The old man studied Peter carefully for a minute. “You speak,” he said finally, “as if you had spent twenty years in the Governor’s prison, instead of twenty years in America.”
“I spent time enough in his prison,” said Peter.
Katerin uttered an involuntary exclamation of surprise.
“Here! You were in the old prison here?” she asked.
“I was,” said Peter, with a grim tightening of his lips.
“But you are too young to have been an exile!” gasped Michael. “If you had been one of—us, I can well understand. There are many who have been here for long years—they have known the chains, they have known a lifetime in cells. And still, they have no stomach for meeting the Governor face to face. That is because they know Kirsakoff—and that he is not a man who can be hunted like a rabbit.”
“I also knew him,” said Peter. “I doubt if I will fear him, even if I come face to face with him—and he knows me for a Russian, and by my true name.”
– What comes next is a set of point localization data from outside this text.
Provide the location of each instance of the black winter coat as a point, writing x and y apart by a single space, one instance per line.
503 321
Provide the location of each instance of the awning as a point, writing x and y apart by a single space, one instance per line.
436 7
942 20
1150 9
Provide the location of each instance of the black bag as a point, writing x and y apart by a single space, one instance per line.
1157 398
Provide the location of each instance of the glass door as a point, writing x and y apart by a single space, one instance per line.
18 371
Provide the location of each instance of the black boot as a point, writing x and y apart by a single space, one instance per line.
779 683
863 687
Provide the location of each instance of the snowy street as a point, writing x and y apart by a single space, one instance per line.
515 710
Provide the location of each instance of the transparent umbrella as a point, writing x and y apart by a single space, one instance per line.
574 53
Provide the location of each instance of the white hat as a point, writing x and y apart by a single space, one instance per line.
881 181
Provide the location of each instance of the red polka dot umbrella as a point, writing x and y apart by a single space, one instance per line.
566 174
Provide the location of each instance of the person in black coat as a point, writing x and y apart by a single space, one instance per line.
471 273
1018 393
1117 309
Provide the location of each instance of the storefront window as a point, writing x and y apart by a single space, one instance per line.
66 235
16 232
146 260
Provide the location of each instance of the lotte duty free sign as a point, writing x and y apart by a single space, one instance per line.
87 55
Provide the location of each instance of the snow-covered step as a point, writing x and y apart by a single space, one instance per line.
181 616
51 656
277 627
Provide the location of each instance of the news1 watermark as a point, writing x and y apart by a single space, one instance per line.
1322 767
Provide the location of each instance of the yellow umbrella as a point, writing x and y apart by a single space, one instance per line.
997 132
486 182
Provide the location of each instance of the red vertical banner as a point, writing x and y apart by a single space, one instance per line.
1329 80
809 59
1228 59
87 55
“Oh! So you knew Kirsakoff?” asked Katerin. “Then it will not be so difficult for you to find him.”
“I knew him too well,” said Peter, now beginning to fear they would settle themselves against helping him to find Kirsakoff, and seeing that he would have to take them into his confidence if they were to be of any help to him. “I knew him when I was a boy here—and I have an old score to pay off. I have come to pay it, and I shall not be kept from finding Kirsakoff, even though he were the new Czar.”